CIUDAD JUÁREZ, Mexico – Mexico’s northern border reflects a new humanitarian crisis that the country is experiencing in the face of a new wave of migration, which has led to suspensions of freight trains due to accidents with migrants, protests and the clash of foreigners with Mexican and American authorities.

The problem is mainly focused on the metropolitan area of ​​Ciudad Juárez, in Chihuahua, Mexico and the city of El Paso, in the state of Texas, in the United States, where a camp of 500 migrants has already been set up on that side of the river.
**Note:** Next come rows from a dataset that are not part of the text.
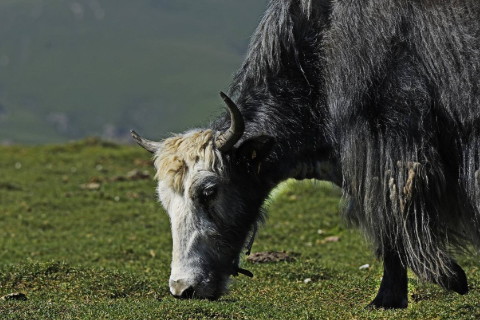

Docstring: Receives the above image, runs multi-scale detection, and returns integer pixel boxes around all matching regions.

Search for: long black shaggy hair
[214,0,480,287]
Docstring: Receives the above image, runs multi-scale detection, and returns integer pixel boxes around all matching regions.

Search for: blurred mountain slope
[0,0,267,144]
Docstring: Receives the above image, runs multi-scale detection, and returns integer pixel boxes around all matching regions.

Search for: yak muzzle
[169,278,195,299]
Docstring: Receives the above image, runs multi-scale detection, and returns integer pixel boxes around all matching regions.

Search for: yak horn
[215,92,245,152]
[130,130,161,153]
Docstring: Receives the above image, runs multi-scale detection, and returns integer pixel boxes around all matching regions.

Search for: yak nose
[169,279,195,299]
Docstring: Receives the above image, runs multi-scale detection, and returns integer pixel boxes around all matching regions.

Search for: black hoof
[438,262,468,295]
[367,296,408,309]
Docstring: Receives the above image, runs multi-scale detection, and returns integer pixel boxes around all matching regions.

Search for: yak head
[131,92,275,300]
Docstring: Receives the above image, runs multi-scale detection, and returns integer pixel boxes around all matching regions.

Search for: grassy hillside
[0,0,267,144]
[1,142,479,319]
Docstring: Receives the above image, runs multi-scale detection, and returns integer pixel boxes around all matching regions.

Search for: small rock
[359,264,370,270]
[80,182,101,190]
[125,169,150,180]
[319,236,340,244]
[126,192,140,199]
[89,176,103,183]
[1,292,27,301]
[111,169,150,182]
[324,236,340,242]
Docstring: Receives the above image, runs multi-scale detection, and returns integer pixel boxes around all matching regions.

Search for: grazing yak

Bravo.

Immigrants wait in Ciudad Juárez to be processed by CBP in El Paso, Texas, on September 21, 2023.

It has also led the loss of millions of dollars in loads of stranded merchandise due to the low capacity of customs, while along with the massive arrival of a greater volume of migrants coming from Central America and the Caribbean, the conviction grows among them that achieving the “American dream” has become easier.

On Friday, after a meeting between representatives of the three levels of the Mexican government, Immigration and Municipal Police vehicles traveled along the Rio Grande, where immigrants gather, taking anyone who did not present a legal permit to prove their stay in the country.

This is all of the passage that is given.